The Chiefs options without addressing the Bowe and Hali contracts are limited.


However, you'll have to deduct the cost of the replacement from the numbers mentioned above. The effective NET savings would be significantly less than it appears at first sight, especially for the "cheaper" players. Players not listed would contribute less than $500K net, which would be a nice-to-have, but not a solution to the problem. 

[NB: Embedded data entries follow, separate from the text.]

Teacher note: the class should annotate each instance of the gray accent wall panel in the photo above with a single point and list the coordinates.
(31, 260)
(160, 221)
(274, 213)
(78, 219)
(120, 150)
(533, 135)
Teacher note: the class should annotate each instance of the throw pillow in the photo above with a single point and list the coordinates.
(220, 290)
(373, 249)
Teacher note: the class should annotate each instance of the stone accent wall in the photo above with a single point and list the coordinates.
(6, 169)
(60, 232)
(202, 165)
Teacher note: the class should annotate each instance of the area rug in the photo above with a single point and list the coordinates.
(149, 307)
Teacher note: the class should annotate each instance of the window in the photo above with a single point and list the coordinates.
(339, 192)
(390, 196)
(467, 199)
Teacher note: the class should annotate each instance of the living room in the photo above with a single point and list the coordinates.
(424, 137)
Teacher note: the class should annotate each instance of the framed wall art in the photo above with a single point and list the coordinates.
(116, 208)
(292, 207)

I didn't forget about Eric Berry. He's a special case. While on the Reserve / Non-Football Injury list it's entirely up to the club whether they pay him at all and if so -- how much. However, any amount they pay counts against the cap. A weird rule, but that's what it is. Thus, if the Chiefs decline to pay him they save more than $5M in cash and cap, as only the prorated portion of his signing bonus ($2.9M) would count. The Chiefs walk a tight rope here, as the refusal to pay Berry might cause a significant media / fan uproar. It will be interesting to see how Dorsey and Clark Hunt handle this issue and whether the public will be made aware of it. 

Bottom line: the Chiefs will have to cut deep to solve the self-created mess. Their options without addressing the Bowe and Hali contracts are limited. The Berry issue needs to be handled carefully. But one thing is pretty sure: we'll have to say goodbye to some great players, long-time Chiefs and fan favorites. I will not refrain from making unpopular proposals in this upcoming series, especially as some signs are clearly on the wall already. 

That is it for now. Specific cap issues, especially the impact of potential releases, will be discussed in more detail in the position evaluations. I'm looking forward for you guys ripping me for that. Sad as the reason may be, I think this will be a fun ride putting on John Dorsey's hat and discussing options and ultimately come to a conclusion / decision that is not ours to make. 

A final note: There is (and will be) not sufficient room to discuss all options of restructuring, pre- or post June 1 releases etc. If you have specific questions: ask and I will try to answer.